Le texte européen renforce encore les risques judiciaires des entreprises. Il réaffirme le principe de réparation intégrale en cas de discrimination salariale : pas de plafonnement des indemnités, remboursement des arriérés de salaire, primes, avantages en nature, intérêts de retard, réparation du préjudice moral et des opportunités de carrière manquées… Surtout, la charge de la preuve sera inversée si l’employeur ne respecte pas ses obligations de transparence : il lui appartiendra alors de démontrer l’absence de discrimination.

Il appartiendra à l’employeur de démontrer l’absence de discrimination

Certes, la directive prévoit une atténuation en cas de manquement « manifestement non intentionnel et mineur », mais cette notion laisse une marge d’appréciation aux juges. La directive reste muette sur les modes de fixation des indemnités qui seront allouées en justice. On ne peut pas le reprocher aux institutions européennes, car cela relève des législations internes des États membres, mais voilà qui constitue une source d’incertitude pour les entreprises.

Craintes ou opportunités ?

Face à ces nouvelles exigences, beaucoup d’employeurs adoptent une posture défensive. Près de 80 % d’entre eux déclarent se préparer avant tout à une surcharge administrative, à la multiplication des contentieux judiciaires et surtout, à la remise en cause de leurs politiques salariales. Les craintes portent encore sur le climat interne : démotivation, sentiment d’injustice, tensions entre collègues, hausse du turn-over. Ces inquiétudes sont partagées par les salariés eux-mêmes. Une étude publiée début 2025 montre que 59 % d’entre eux redoutent de découvrir qu’ils sont moins bien payés que leurs collègues. Plus d’un salarié sur deux ayant déjà parlé librement de son salaire dit l’avoir regretté, en raison des tensions que cela a générées dans son entourage professionnel. Le sujet reste donc profondément tabou, en particulier pour les niveaux de rémunération élevés.

Pourtant, certaines entreprises voient dans la transparence salariale une opportunité plutôt qu’une menace. De grands groupes affirment qu’ils disposent déjà de bases solides : grilles de salaires, critères objectivés, négociations régulières avec les représentants syndicaux, affichage des fourchettes dans les offres d’emploi. Selon ces acteurs, la lisibilité de la politique de rémunération peut constituer un levier de confiance, améliorer l’attractivité des emplois, fidéliser les talents dans un contexte tendu sur le marché du travail.

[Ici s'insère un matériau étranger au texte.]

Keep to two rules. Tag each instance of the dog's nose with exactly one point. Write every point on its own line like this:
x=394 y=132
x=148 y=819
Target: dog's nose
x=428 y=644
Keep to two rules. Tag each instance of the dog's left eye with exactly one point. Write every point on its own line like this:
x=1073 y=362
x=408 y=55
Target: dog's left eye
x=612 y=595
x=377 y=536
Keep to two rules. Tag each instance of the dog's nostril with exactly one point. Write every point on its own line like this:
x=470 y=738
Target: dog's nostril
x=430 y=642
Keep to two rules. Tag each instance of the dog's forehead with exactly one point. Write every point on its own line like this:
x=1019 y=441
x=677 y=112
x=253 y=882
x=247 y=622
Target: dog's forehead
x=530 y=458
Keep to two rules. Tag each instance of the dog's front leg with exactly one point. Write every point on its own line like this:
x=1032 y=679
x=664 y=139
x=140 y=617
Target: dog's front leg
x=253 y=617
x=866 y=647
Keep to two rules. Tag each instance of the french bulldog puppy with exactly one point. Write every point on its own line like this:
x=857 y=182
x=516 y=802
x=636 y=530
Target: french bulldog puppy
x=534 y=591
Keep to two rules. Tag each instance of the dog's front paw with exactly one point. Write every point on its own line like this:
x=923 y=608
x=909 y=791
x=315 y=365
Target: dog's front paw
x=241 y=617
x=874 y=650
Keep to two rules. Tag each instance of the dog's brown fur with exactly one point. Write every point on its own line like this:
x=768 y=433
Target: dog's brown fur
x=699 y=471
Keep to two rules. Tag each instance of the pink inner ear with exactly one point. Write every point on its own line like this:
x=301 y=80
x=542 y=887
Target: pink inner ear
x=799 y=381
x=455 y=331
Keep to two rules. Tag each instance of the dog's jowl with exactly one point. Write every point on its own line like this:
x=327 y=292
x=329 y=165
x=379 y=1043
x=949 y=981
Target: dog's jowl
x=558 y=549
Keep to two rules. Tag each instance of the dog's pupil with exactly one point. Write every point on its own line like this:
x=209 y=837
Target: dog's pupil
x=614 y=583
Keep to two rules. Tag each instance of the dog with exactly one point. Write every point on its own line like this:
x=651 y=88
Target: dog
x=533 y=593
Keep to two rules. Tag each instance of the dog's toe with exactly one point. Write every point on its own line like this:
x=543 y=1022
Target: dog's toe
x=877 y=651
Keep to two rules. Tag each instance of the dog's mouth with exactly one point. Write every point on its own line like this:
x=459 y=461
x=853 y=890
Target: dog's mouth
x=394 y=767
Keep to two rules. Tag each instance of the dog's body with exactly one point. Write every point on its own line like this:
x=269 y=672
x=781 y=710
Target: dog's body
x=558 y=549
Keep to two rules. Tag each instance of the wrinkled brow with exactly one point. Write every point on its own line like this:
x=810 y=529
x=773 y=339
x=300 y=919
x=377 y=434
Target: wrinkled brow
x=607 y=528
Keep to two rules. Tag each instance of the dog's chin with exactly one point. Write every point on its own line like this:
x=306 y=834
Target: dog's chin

Transparence oui, mais pour quelle efficacité ?

La transparence suffira-t-elle à réduire les inégalités salariales entre les femmes et les hommes ? Rien n’est moins sûr. Les économistes divergent sur les effets à moyen ou long terme. Certains craignent une compression des salaires ou des ajustements à la baisse, d’autres espèrent une dynamique vertueuse d’équité et de satisfaction au travail. Cette réforme doit constituer une nouvelle avancée sociale dans la réduction des inégalités persistantes entre les femmes et les hommes. Néanmoins, une chose est certaine : la transparence n’est qu’un outil. Sans plans d’action concrets, sans refonte des politiques de rémunération, et sans accompagnement des entreprises – notamment les plus petites –, elle risque de produire des effets limités.

La directive prévoit d’ailleurs que les États membres de l’Union devront apporter un soutien technique et des formations adaptées aux entreprises. En France, les contours précis de cet accompagnement restent à délimiter. On peut croire que le rôle des partenaires sociaux sera déterminant, tant pour définir ce qu’est un « travail de même valeur » que pour négocier des mesures correctives. La transparence pourrait ainsi renforcer le dialogue social, tout en réduisant les inégalités salariales.